China's second court has acknowledged Bitcoin as a legitimate form of digital currency.

Last week, CryptoQuant reported that Bitcoin spot trading volume had dropped to levels not seen since 2018. This represents a decrease of more than 40 times since March, likely due to investors' fear of a potential Federal Reserve rate hike and the possibility of an impending recession.

An increasing amount of hodlers view cryptocurrencies as long-term investments, rather than making transactions with them. Data from Bitfinex shows that Bitcoin is currently experiencing the least amount of volatility in its history.

It may be overstated to worry about the effects of a stronger US dollar and the "golden cross" in the dollar index on Bitcoin, particularly in the long run. Cointelegraph has reported that the two assets are not very related.

Bernstein predicts that in the next five years, the amount of assets under management of cryptocurrency funds may rise to $650 million as the market moves from its current "makeshift" stage to a regulated environment. At present, this figure is only around $50 billion, which is 5% of the crypto market capitalization.

The US Securities and Exchange Commission (SEC) has objected to the sale of Celsius assets on Coinbase, the largest US crypto exchange, due to the ongoing litigation between the two.

According to a report, 98% of creditors affected by the bankruptcy of Celsius have backed the cryptolending platform's reorganization plan, which would involve them receiving a portion of their assets back and a stake in the new company.

The Financial Conduct Authority (FCA) of the UK has issued a stern "final warning" to crypto companies for not adhering to the new digital asset advertising regulations in the country. The deadline for compliance with these regulations has been extended to January 8, 2024.

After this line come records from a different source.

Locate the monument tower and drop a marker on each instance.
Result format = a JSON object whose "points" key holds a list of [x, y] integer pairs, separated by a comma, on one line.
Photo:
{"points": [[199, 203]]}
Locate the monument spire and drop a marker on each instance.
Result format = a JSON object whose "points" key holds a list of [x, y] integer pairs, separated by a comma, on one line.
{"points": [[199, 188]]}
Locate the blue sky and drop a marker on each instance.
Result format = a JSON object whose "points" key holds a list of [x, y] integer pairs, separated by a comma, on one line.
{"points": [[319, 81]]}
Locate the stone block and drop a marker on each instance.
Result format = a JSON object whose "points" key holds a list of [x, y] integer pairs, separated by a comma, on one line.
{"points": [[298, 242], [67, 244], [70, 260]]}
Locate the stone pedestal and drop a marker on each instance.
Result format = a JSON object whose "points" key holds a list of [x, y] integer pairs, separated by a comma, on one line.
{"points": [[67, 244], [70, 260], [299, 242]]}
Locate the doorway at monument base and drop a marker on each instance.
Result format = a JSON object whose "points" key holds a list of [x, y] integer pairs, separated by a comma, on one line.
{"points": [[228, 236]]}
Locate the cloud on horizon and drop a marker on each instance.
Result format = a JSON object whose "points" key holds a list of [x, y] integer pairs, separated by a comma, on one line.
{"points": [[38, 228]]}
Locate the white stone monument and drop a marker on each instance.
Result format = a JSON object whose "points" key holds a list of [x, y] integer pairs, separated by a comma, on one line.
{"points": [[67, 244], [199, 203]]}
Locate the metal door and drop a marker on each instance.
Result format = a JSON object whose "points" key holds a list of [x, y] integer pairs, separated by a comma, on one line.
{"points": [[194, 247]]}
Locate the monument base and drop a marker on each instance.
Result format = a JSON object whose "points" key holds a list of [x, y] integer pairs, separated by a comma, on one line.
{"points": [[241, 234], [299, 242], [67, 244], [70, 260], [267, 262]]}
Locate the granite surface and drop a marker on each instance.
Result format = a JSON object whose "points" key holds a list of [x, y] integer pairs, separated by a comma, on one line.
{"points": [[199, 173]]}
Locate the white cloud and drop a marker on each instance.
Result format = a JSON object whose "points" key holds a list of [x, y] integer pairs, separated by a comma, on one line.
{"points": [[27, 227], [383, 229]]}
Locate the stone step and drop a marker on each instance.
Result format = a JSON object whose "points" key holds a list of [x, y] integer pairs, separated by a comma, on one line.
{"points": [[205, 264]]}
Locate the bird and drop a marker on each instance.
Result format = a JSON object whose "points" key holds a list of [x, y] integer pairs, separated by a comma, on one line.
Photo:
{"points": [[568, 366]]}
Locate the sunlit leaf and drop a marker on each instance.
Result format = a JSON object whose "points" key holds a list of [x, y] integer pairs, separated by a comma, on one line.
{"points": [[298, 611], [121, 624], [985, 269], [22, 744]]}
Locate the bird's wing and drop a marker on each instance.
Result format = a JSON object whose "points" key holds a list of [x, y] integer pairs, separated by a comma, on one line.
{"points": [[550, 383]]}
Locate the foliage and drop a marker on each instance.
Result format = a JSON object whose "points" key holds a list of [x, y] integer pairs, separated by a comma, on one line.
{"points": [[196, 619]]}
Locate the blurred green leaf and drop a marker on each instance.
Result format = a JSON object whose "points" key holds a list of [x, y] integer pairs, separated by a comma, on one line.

Starting on October 16, Chase Bank, the second largest bank in the UK by assets, will no longer be processing payments to crypto companies due to a rise in fraudulent activities associated with digital assets.

HSBC, one of the world's largest financial corporations based in Hong Kong, has announced that its clients can now pay off their loans using five different digital assets: Bitcoin (BTC), Ethereum (ETH), XRP, SHIB and Dogecoin (DOGE).

A Chainalysis report has revealed that Saudi Arabia has seen the highest growth in crypto transactions in the region from July 2022 to June 2023.

Casey Rodarmore, an ordinals creator, proposed an alternative to the BRC-20 standard: fungible Runes tokens. This new standard would not leave as much "trash" on the Bitcoin network as BRC-20 did.

The Shanghai Second Intermediate People's Court officially declared cryptocurrency to be a "unique and irreproducible" digital asset, thus confirming its value in the eyes of the law.